Material below is adapted from the SfN Short Course session Neuroinflammation and Neurosteroidogenesis: Reciprocal Modulation During Injury to the Adult Zebra Finch Brain, by Alyssa L. Pedersen, Jenna L. Brownrout, and Colin J. Saldanha. Short Courses are daylong scientific trainings on emerging neuroscience topics and research techniques held the day before the start of SfN’s annual meeting.
Steroid hormones have a wide-ranging influence on brain development and behavior. One hormone in particular — 17β-estradiol, also known as E2, which is made in the brain, ovaries, placenta, and fat tissue — can influence male and female sexual behaviors in adult and juvenile mammals. Studies have also shown recently that E2 can protect neurons and neural circuits, as well as influence neuroplasticity, in healthy and injured brains.
The potential roles of E2 after brain injury are of immense interest to researchers. Levels of the hormone involved in synthesizing E2, aromatase, and corresponding E2 levels often increase after traumatic brain injury. Administering E2 to songbirds after brain injury can help decrease the extent of brain damage. Additionally, evidence in humans points to a possible role for neuroprotective estrogens that appears to help women recover more quickly than men from traumatic brain injuries.
In an effort to understand what triggers the increase in aromatase and E2 after brain injury, one research team looked first at which transcripts — that is, RNA blueprints — are used to make the aromatase protein in different cells in the brain. They found the transcripts used in both neurons and astrocytes, a supporting cell type, were the same.
Brain damage usually consists of a period of tissue damage and cell death followed by a time, which might go on for months, during which inflammatory signals are released. The researchers wanted to test whether these inflammatory signals could activate aromatase activity in the brain following injury. When they inhibited one of the main inflammatory signals, cyclooxygenase-2 (COX-2), in adult zebrafinch brains after injury, they did not see normal levels of E2, which suggests this inflammatory signal is necessary to activate the neuroprotective effects of the steroid hormone. They also found female birds’ brains turn on E2 about six hours after injury, much earlier than the brains of males do. The research team continues to investigate what underlies and sustains these sex differences.

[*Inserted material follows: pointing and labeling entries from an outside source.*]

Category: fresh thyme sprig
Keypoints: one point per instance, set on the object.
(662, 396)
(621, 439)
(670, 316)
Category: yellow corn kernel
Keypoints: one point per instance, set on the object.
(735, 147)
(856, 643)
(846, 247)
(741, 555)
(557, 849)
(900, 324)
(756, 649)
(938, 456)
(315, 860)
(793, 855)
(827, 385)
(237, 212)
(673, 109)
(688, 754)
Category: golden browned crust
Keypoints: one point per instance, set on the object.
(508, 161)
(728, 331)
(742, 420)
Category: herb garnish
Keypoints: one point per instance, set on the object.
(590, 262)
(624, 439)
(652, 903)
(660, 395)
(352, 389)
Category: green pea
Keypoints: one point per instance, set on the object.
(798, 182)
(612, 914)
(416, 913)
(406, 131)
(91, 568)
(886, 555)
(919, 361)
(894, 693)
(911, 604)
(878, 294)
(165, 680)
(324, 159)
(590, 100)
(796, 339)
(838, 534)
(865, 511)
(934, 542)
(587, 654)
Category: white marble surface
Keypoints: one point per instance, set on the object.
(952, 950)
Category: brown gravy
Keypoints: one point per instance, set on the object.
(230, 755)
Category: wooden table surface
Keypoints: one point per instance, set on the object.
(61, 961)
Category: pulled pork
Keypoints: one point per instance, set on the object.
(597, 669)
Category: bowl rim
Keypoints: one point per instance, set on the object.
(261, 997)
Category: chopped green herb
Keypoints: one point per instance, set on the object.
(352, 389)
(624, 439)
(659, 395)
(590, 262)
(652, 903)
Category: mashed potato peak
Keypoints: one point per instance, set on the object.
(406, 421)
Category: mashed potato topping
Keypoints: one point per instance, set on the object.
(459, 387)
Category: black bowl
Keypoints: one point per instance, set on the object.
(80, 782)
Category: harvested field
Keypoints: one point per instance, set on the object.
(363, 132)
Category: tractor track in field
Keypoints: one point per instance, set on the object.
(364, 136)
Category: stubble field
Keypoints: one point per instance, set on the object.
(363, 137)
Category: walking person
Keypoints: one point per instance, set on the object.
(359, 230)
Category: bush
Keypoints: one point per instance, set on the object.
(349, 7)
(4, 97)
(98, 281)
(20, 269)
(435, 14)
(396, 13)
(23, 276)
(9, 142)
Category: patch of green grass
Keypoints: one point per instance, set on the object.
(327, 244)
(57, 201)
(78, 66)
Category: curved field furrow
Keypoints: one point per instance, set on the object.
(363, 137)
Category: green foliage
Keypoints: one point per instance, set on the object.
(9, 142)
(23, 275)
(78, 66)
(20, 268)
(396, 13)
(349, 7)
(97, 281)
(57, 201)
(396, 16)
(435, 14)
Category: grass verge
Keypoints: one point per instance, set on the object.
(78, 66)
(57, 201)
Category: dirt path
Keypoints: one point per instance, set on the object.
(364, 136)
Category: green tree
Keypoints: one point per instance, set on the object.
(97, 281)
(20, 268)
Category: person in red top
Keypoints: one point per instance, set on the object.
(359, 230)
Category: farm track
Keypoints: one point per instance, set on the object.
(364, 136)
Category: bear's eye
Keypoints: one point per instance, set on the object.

E2 therefore appears to be activated by inflammation, but it could also control inflammation. The researchers tested this idea by injecting an aromatase inhibitor into one hemisphere of the zebrafinch brain and injuring both hemispheres. On the side of the brain where aromatase was inhibited, meaning E2 levels were lower, inflammation was higher. In an accompanying experiment, they also injured both hemispheres of adult zebrafinch brains and then injected the aromatase inhibitor into both sides and E2 into just one hemisphere. Inflammatory signals were lower on the side where E2 was present, which reinforces the idea the steroid plays an anti-inflammatory role.

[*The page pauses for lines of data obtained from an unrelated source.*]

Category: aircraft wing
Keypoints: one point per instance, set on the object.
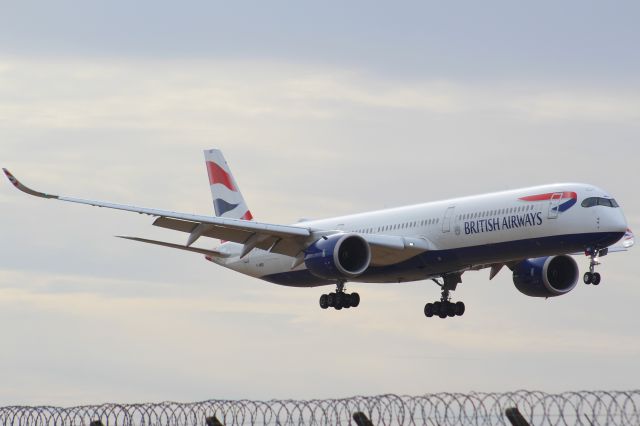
(282, 239)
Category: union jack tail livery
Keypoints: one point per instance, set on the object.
(227, 199)
(534, 232)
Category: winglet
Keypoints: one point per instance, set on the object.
(24, 188)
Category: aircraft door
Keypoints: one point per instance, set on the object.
(446, 220)
(554, 204)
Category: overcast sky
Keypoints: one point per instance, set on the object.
(320, 110)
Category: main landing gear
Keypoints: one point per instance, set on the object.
(592, 277)
(339, 299)
(445, 308)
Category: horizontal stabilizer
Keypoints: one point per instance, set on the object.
(212, 253)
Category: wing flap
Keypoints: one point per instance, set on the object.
(212, 253)
(289, 240)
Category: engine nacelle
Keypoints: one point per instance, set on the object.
(546, 276)
(340, 256)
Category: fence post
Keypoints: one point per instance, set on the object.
(515, 417)
(361, 419)
(212, 421)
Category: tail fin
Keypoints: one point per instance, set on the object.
(227, 198)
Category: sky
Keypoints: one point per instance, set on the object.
(321, 110)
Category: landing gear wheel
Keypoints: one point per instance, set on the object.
(324, 303)
(451, 309)
(428, 310)
(331, 300)
(354, 300)
(437, 307)
(339, 301)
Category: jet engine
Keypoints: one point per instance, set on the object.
(546, 276)
(340, 256)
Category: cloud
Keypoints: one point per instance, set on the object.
(205, 94)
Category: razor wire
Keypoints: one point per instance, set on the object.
(464, 409)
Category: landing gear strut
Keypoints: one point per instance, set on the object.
(445, 308)
(593, 277)
(339, 299)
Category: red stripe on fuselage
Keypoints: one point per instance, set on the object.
(218, 175)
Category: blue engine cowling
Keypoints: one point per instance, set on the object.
(546, 276)
(340, 256)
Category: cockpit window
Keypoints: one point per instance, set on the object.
(599, 201)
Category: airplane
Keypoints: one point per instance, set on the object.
(533, 231)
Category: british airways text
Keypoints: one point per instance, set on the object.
(507, 222)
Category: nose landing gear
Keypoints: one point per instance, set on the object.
(445, 308)
(593, 277)
(339, 299)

The team also found E2’s anti-inflammatory influences differ between males and females, particularly in the initial phases of inflammation, but inflammatory signals activated later on do not appear to differ between the sexes. Learning more about the sex differences in E2 activation and neuroprotection will be important when considering clinical applications. In several neurological disorders, including stroke, Alzheimer’s disease, and Parkinson’s disease, inflammatory signals are present and likely contribute to disease symptoms and damage.